We have a single binary categorical variable. We want to perform inference on the true proportion of the population, \(p\), that fall into one value (e.g. “yes” on a survey). We cannot know this value with certainty, so we estimate by drawing a sample of size \(n\). We record \(X\) successes from our sample. Let \(\hat{p}=\frac{X}{n}\), our sample proportion. \(\hat{p}\) is an *unbiased estimator* of \(p\).

This technique relies upon the normal approximation to the binomial distribution. For this to hold, the following conditions must hold:

- \(np_0 \ge 10\)
- \(n(1-p_0) \ge 10\)

Where \(p_0\) is our supposed value of \(p\) under the null hypothesis.

If we are constructing a confidence interval for \(p\), the preconditions are slightly different. Here, the normal approximation to the binomial distribution still needs to hold, but it applies to our sample proportion, \(\hat{p}\) rather than \(p_0\). The following conditions must hold:

- \(n \hat{p} \ge 10\)
- \(n(1-\hat{p}) \ge 10\)

Note that this is equivalent to having at least 10 observations corresponding to either value (e.g., at least 10 “yes” and at least 10 “no”).

**Null hypothesis, \(H_0\):** \(p = p_0\)

**Alternative hypothesis, \(H_a\):** \(p \ne/>/< p_0\)

\[ z = \frac{\hat{p} - p_0}{\sqrt{\frac{p_0(1-p_0)}{n}}} \]

Where Z is a standard normal random variable,

- For \(H_a : p < p_0\): \(p = P(Z \le z)\)
- For \(H_a : p > p_0\): \(p = P(Z \ge z)\)
- For \(H_a : p \ne p_0\): \(p = 2P(Z \le -|z|)\)

- For \(H_a : p < p_0\):
`p = stats.norm.cdf(z)`

- For \(H_a : p > p_0\):
`p = 1 - stats.norm.cdf(z)`

- For \(H_a : p \ne p_0\):
`p = 2 * stats.norm.cdf(-abs(z))`

\[ \text{C% confidence interval} = \hat{p} \pm z^\star \sqrt{\frac{\hat{p}(1-\hat{p})}{n}}\\ \text{choose } z^\star \text{ s.t. area on standard normal distribution from }(-z^\star,z^\star)\text{ = C} \]

See the preconditions for the confidence interval.

\[ n = (\frac{z^\star}{m^\star})^2 p^\star (1-p^\star) \]

\(p^\star\) is an “educated guess” about the value of \(p\). If you have access to a sample proportion, \(\hat{p}\), set \(p^\star=\hat{p}\). Otherwise, a *conservative approach* is to set \(p^\star = 0.5\).

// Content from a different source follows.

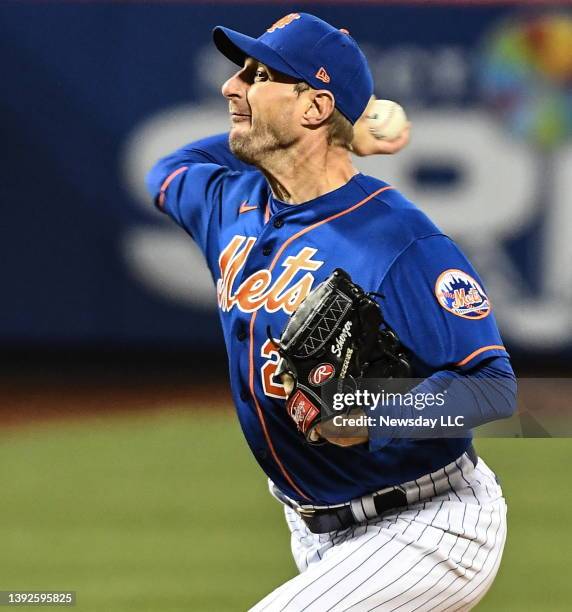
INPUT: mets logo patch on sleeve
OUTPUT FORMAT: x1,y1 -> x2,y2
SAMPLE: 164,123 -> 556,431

If you want to compare proportions across two independent populations, a two-sample z-test for proportions is appropriate.

A one-sample z-test for proportions conducted at confidence level \(\alpha\) will reject the null hypothesis if and only if the value corresponding to the null hypothesis, \(p_0\), is completely outside of the \(C = 1-\alpha\) confidence interval for the true proportion.

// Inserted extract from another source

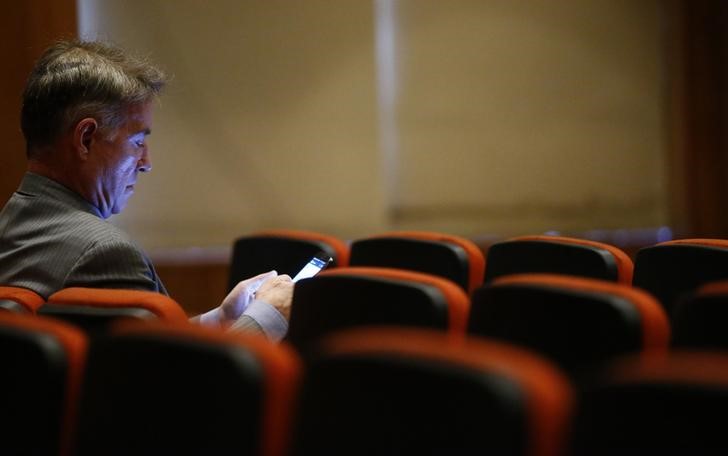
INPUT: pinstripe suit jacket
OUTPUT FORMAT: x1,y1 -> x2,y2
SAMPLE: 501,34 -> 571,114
0,173 -> 167,298
0,173 -> 268,332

Neither the z-test nor the confidence interval use the standard deviation of the sample proportion, \(\sigma_{\hat{p}}\).

- The hypothesis test uses the standard deviation of the sample proportion under the null hypothesis, \(\sigma^{H_0}_{\hat{p}}\).
- The confidence interval uses the standard error of the sample proportion, \(SE_{\hat{p}}\).